Regression analysis is a powerful statistical tool used to examine the relationship between two or more variables. In the context of bivariate data (two variables), we use regression to estimate or predict the value of one variable based on the other. In this article, we explore the core concept of Regression Coefficients, specifically the coefficients of X on Y and Y on X, their formulas, interpretations, calculations, and practical significance.

Regression Coefficients
In a bivariate regression setup involving variables X (independent) and Y (dependent), we are often interested in finding how much Y changes with respect to changes in X or vice versa. This change is measured using a Regression Coefficient, which is the slope of the regression line.
a. Regression Coefficient of Y on X (𝛽Y∣X)
This coefficient tells us how much Y changes for a unit change in X.
Formula:
𝛽Y∣X = r × (σY / σX)
b. Regression Coefficient of X on Y (𝛽X∣Y)
This coefficient tells us how much X changes for a unit change in Y.
Formula:
𝛽X∣Y = r × (σX / σY)
Where:
- r = Pearson’s correlation coefficient
- σX = Standard deviation of X
- σY = Standard deviation of Y
Interpretation of Regression Coefficients (Slopes):
- If 𝛽Y∣X = 2, then for every unit increase in X, Y increases by 2 units.
- If 𝛽X∣Y = 0.5, then for every unit increase in Y, X increases by 0.5 units.
Regression coefficients show the nature and strength of the relationship between variables. A positive coefficient implies a direct relationship, while a negative coefficient implies an inverse relationship.
Symmetry (or Lack Thereof) in Regression Lines
Regression lines are Not Symmetric. That means the regression line of Y on X is different from the regression line of X on Y.
This asymmetry arises because each line minimizes the sum of squared deviations in the variable being predicted. Hence:
- Regression line of Y on X minimizes deviations in Y.
- Regression line of X on Y minimizes deviations in X.
Example:
Given,
- Mean of X = 10
- Mean of Y = 20
- σX = 4
- σY = 6
- r = 0.75
Step 1: Calculate βY∣X
βY∣X = r × (σY / σX) = 0.75 × (6 / 4) = 0.75 × 1.5 = 1.125
Step 2: Calculate βX∣Y
βX∣Y = r × (σX / σY) = 0.75 × (4 / 6) = 0.75 × 0.6667 = 0.5
Step 3: Interpretation
- For every 1 unit increase in X, Y increases by 1.125 units.
- For every 1 unit increase in Y, X increases by 0.5 units.
Properties of Regression Coefficients
- Both regression coefficients have the same sign as the correlation coefficient.

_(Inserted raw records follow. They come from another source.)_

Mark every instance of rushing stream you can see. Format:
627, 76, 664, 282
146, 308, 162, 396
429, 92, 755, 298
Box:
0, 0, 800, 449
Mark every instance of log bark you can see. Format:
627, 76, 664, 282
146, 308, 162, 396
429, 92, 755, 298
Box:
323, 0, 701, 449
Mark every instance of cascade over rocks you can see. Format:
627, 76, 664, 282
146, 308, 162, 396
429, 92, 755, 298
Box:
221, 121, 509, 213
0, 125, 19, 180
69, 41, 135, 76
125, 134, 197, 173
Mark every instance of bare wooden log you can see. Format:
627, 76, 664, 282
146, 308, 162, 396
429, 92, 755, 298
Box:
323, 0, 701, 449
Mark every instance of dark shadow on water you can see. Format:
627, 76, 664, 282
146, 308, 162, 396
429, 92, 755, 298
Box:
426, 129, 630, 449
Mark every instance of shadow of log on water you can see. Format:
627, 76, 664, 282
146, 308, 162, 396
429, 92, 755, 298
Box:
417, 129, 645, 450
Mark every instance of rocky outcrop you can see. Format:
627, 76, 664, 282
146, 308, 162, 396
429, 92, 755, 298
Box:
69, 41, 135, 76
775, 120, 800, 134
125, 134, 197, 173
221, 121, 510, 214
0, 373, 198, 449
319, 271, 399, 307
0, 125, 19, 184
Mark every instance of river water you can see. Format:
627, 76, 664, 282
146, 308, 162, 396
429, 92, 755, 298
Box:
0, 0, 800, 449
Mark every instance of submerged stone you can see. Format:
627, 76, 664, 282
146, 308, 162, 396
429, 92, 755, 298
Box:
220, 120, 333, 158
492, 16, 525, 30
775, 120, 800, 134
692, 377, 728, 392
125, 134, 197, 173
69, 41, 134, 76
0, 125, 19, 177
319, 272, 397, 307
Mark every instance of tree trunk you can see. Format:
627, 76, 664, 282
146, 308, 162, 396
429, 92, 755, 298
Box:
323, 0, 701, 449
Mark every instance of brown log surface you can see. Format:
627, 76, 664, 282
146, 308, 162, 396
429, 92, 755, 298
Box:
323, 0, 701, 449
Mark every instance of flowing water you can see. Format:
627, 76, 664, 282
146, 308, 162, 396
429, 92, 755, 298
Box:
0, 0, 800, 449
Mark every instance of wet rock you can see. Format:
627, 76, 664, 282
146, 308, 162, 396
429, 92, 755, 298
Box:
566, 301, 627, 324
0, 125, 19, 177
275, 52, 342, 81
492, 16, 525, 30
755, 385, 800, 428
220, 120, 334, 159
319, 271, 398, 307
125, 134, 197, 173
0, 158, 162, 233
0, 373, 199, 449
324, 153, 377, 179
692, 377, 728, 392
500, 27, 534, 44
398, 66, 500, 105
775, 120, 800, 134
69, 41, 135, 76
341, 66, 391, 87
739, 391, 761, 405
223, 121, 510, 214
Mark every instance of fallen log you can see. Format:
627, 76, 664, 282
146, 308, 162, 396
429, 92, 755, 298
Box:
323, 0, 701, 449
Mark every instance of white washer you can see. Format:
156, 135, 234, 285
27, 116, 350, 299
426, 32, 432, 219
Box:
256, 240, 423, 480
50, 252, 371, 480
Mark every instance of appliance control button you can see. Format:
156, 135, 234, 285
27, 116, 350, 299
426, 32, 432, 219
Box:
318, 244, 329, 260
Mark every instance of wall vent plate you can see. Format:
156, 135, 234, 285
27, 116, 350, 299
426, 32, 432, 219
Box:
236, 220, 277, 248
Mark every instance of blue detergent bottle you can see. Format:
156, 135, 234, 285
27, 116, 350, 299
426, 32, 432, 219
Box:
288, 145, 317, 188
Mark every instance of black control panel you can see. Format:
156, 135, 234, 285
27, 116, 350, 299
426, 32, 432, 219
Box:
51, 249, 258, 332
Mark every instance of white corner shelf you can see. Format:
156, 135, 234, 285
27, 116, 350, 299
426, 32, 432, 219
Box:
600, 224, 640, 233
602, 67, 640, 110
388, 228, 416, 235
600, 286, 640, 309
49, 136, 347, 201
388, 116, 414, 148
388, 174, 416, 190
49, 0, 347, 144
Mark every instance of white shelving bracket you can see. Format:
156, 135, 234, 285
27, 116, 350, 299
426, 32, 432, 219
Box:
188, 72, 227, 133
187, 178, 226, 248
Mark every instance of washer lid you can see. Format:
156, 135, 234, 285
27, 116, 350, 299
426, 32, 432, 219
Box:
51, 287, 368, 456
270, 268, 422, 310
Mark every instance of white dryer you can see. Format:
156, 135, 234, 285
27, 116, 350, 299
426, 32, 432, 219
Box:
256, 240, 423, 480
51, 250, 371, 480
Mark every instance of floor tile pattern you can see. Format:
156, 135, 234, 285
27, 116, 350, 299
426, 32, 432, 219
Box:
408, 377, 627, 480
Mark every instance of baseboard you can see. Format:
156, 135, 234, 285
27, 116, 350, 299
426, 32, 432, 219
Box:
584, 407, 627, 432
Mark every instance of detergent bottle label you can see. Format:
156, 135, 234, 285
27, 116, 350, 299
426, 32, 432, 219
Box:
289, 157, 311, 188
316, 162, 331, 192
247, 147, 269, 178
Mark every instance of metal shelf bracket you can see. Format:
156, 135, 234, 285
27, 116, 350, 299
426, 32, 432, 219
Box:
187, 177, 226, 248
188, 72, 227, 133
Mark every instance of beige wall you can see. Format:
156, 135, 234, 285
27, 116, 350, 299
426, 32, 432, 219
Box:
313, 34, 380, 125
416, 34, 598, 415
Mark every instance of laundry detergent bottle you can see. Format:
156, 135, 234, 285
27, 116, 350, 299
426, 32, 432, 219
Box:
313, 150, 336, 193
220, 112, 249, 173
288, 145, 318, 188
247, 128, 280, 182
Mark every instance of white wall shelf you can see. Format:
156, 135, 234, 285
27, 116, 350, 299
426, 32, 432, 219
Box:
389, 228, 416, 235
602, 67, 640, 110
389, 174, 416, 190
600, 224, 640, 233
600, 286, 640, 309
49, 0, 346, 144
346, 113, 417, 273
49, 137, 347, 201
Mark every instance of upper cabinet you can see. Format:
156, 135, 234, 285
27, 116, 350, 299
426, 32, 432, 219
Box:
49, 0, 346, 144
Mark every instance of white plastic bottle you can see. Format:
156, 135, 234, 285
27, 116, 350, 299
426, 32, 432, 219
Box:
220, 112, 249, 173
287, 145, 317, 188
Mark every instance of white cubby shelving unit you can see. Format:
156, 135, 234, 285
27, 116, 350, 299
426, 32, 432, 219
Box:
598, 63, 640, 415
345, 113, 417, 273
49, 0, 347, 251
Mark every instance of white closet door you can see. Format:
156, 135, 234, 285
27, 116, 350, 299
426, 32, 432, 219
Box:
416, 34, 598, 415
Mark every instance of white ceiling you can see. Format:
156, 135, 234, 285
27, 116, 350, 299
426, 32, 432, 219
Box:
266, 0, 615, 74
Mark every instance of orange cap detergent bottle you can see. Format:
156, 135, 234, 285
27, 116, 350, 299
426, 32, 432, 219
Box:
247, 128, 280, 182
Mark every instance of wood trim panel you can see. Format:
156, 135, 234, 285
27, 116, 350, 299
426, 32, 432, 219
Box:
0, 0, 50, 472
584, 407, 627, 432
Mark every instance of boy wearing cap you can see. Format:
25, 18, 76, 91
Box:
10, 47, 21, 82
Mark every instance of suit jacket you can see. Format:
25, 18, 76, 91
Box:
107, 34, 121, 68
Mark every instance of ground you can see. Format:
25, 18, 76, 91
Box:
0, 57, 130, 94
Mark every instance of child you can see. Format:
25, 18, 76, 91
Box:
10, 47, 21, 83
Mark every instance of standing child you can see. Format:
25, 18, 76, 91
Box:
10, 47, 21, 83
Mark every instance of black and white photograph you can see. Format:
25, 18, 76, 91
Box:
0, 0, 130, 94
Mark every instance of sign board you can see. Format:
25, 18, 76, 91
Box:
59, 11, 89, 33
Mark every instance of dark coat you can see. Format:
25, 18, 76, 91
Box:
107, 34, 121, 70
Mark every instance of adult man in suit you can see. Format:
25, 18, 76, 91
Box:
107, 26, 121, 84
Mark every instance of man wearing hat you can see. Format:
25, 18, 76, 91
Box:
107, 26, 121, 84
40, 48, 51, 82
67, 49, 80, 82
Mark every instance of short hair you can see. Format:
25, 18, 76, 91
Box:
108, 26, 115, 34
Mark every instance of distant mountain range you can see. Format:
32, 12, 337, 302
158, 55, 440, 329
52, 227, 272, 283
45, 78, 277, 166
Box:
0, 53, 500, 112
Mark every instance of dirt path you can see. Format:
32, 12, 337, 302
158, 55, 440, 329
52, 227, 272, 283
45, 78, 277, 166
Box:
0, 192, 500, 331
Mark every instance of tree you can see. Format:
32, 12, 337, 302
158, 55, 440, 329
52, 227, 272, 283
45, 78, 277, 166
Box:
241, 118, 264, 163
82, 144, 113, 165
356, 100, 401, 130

- If r = 0, both regression coefficients will be 0 (no linear relationship).
- The product of the regression coefficients equals the square of the correlation coefficient: βY∣X × βX∣Y = r²
Practical Applications
Regression coefficients are used in:
- Forecasting: Predicting sales based on advertising expenditure
- Economics: Estimating consumption based on income
- Finance: Predicting stock returns based on market performance
- HR Analytics: Predicting employee performance based on training hours
Merits and Demerits of Regression Coefficients
Merits:
- Helps quantify relationships between variables
- Used for prediction and forecasting
- More informative than correlation alone
Demerits:
- Only captures linear relationships
- Affected by extreme values (outliers)
- Interpretation may be misleading if variables are not causally related
- Dependent on the assumption of homoscedasticity (constant variance of errors)
Summary
Regression coefficients are key tools in business statistics that allow us to predict the behavior of one variable based on another. While 𝛽Y∣X shows the influence of X on Y, 𝛽X∣Y shows the influence of Y on X. They are calculated using the correlation coefficient and standard deviations of the variables. Though powerful, their proper use requires understanding their assumptions and limitations.